Combien de larmes n’a-t-on pas versées devant tant de témoignages pour ne pas comprendre la joie, les chants, les danses d’aujourd’hui et de demain ?
Au bout du petit matin, il n’en fut rien ; ou presque rien. Il y avait longtemps que le Monde avait tourné le dos aux habitant·es de la Syrie, à ce pays brûlé, torturé, asphyxié par les gaz, réduit au silence sous des barils d’explosifs. L’ONU avait rebroussé chemin dès le début de la guerre, les lignes rouges avaient été franchies les unes après les autres, les États-Unis avaient cédé devant la Russie, aucune zone d’exclusion aérienne n’avait été instaurée, la communauté internationale s’était montrée telle qu’en elle-même, une coquille vide… On blâme le mondialisme ; on aimerait bien au contraire que l’humanité fasse Monde, que nous nous souciions davantage les uns des autres, qu’il n’y ait plus de « double standard », que tous les massacres comptent, que toutes les révolutions nous soulèvent…
Non.
Au bout du petit matin, on put se sentir bien seuls, citoyens et citoyennes du Monde, ami·es de la Syrie, à s’émouvoir de ce surgissement de la liberté, à cette aube nouvelle.

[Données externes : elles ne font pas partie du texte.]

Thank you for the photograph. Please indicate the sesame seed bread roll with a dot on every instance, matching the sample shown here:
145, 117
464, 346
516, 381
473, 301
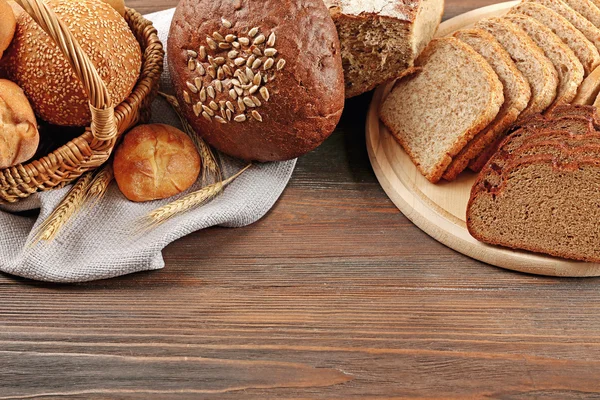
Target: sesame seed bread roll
258, 80
19, 137
36, 63
7, 27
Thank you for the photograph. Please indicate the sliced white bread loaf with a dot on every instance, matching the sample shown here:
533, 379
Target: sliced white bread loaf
584, 49
436, 111
567, 65
516, 96
590, 31
530, 60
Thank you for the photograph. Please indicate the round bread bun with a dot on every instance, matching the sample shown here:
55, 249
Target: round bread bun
19, 137
36, 64
258, 80
7, 27
155, 162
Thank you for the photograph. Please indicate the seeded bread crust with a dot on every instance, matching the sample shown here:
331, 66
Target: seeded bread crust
567, 65
584, 49
407, 110
291, 113
589, 30
529, 58
516, 96
381, 38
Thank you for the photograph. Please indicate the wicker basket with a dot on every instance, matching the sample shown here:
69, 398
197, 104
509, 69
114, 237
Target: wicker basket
94, 147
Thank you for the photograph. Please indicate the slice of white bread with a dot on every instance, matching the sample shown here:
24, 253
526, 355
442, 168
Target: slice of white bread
530, 60
584, 49
590, 31
587, 9
436, 111
567, 65
516, 96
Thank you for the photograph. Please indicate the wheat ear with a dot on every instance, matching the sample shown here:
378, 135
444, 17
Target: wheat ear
210, 166
192, 200
67, 208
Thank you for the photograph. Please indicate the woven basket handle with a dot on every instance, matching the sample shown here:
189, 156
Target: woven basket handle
104, 126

Au bout du petit matin, les oiseaux de mauvais augure prenaient déjà leur envol. On préférait s’inquiéter. Attention fols gens ! Qu’allait-il advenir ? Ne serait-ce pas pire ?
— Pire ?! Pire que quoi ? Pire que l’État de barbarie ? Après un demi-siècle de dictature, après treize années de guerre, pouvait-on ignorer le récit de prison de Moustafa Khalifé, les quarante-cinq mille photographies transmises par César, la vidéo du massacre de Tadamon, les ruines de Homs et de Hama ? Combien de larmes n’a-t-on pas versées devant tant de témoignages pour ne pas comprendre la joie, les chants, les danses d’aujourd’hui et de demain ?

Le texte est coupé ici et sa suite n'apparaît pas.